Several months ago, the Women’s Services and Resources Office at Brigham Young University surveyed thousands of female students to learn the types of training and resources the young women most desired.
The survey’s data doubled as a sign of the times in the Church.
A sizeable number of participants requested help transitioning from full-time missionary service to campus “civilian” life. It’s an issue that has taken on historic significance in recent years, said WSRO director Tiffany Turley.
Prior to the Church’s 2012 policy change allowing women to begin serving missions at age 19, there were not sizable numbers of female undergraduates at BYU who had served missions.
“In the past, most had already finished their degree or had just a semester or two to finish,” she said.
That has changed dramatically. Sister Turley estimates there are about 5,000 female returned missionaries at BYU. Many are 20 or 21-years-old and just beginning their college studies.
Shifting from the hour-to-hour, 7-days a week structure of mission life to college life can be tricky — even at Church-owned schools such as BYU, BYU-Idaho, BYU-Hawaii or LDS Business College.
Returning home from a mission "has been a huge change — your entire identity is different," said Boston Walch, an LDS Business College student who served in the South Dakota Rapid City Mission.
Her friend and fellow returned missionary, Esperanza Dotto, agreed — adding it's a challenge realizing the level of personal consecration found in the mission field.

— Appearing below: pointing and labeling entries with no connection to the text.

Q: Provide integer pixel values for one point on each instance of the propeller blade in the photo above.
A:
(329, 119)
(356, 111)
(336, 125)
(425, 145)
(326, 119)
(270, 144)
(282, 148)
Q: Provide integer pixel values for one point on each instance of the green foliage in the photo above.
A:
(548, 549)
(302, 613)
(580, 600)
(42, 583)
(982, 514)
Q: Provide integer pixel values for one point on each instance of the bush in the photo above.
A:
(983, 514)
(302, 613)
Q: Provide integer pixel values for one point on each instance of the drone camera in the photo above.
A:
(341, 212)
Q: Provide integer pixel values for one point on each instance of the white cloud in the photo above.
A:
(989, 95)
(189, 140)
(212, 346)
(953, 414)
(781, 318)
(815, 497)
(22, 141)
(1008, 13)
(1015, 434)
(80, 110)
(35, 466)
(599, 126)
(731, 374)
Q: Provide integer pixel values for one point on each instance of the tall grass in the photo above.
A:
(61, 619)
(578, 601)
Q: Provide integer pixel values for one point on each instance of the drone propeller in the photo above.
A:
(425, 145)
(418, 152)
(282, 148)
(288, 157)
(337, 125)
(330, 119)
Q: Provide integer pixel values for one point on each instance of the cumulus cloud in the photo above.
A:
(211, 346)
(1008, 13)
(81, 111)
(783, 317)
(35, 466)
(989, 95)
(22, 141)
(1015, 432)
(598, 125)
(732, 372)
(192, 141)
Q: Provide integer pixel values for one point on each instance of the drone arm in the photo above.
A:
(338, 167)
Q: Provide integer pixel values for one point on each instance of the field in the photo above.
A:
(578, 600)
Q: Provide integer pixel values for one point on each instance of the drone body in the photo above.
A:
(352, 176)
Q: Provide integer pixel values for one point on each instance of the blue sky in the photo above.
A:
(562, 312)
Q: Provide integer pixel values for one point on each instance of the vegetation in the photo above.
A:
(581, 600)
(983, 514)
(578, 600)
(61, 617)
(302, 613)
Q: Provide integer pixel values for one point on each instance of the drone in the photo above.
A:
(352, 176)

Those sorts of concerns prompted the BYU Women's Services and Resources Office to action. “We wanted to help returned sister missionaries in their transition — focusing on the spiritual, academic, social and personal aspects of their lives,” said Sister Turley.
So during the ongoing fall semester, her office offered post-mission transition workshops on campus.
The weekly gatherings were designed to assist BYU students — but workshops coordinator Malissa Richardson agreed that the principles taught at each workshop are applicable to young returned sister missionaries anywhere in the world.
Missionary service offers young women day-to-day opportunities to enjoy spiritual experiences and draw close to the Lord. But one need not wear a missionary badge to feel the Spirit every day.
In the first of the four post-mission transition workshops, presenters encouraged the sisters to make time each day for prayer and scripture study. Build on the faith and testimony developed in the missionary field.
Many returned sister missionaries came to love offering daily service to others. Yes, being a student or an employee is different than being a missionary — but there remain many new opportunities to serve.
Start by speaking to the bishop. Ask for a calling. Pray for and seek opportunities to serve others on campus, in the ward or branch and in the community.
"Every time I serve I feel like a missionary again," said Sister Dotto.
In the second post-mission workshop, presenters invited the returned missionaries to write down the skills they developed in the field.
Almost all those missionary skills — studying, conversational skills, conflict resolution, planning — are useful in the classroom or workplace.
Take what’s learned in the mission and apply it to the tasks of the day.
Patience is indeed a virtue during the mission — and beyond. Returned sister missionaries can be hard on themselves. They worry they are no longer meeting the expectations of the Lord and others.
A panel of returned sister missionaries at one workshop shared this key counsel: “Be kind to yourself in the same way your were to investigators.”
Presenters added that it’s common for returned sister missionaries to feel guilt. In the mission field they focused almost entirely on others. Now their focus is more personal: Getting good grades. Dating. Finding a job. Enjoying recreation and fun.
But remember, self-improvement is part of God’s plan for His children.
Mission life is highly structured. Each day missionaries follow an appointed schedule and focus their attention on finding people to teach and baptize.
Life outside the mission, meanwhile, is defined by countless personal choices. In the final post-mission workshop, presenters reminded returned missionaries to involve the Lord in each of those choices.
Identify post-mission goals and continue to live a “mission worthy” life. Sister Walch, for example, makes great effort to attend the temple each week.
Dress in ways that suggest you are still a representative of Jesus Christ. Listen to music that uplifts and keeps the Spirit close.
With each new semester, returned sister missionaries continue to arrive at BYU and other Church-owned schools. “And we plan to continue these workshops, at least for the foreseeable future,” said Sister Turley.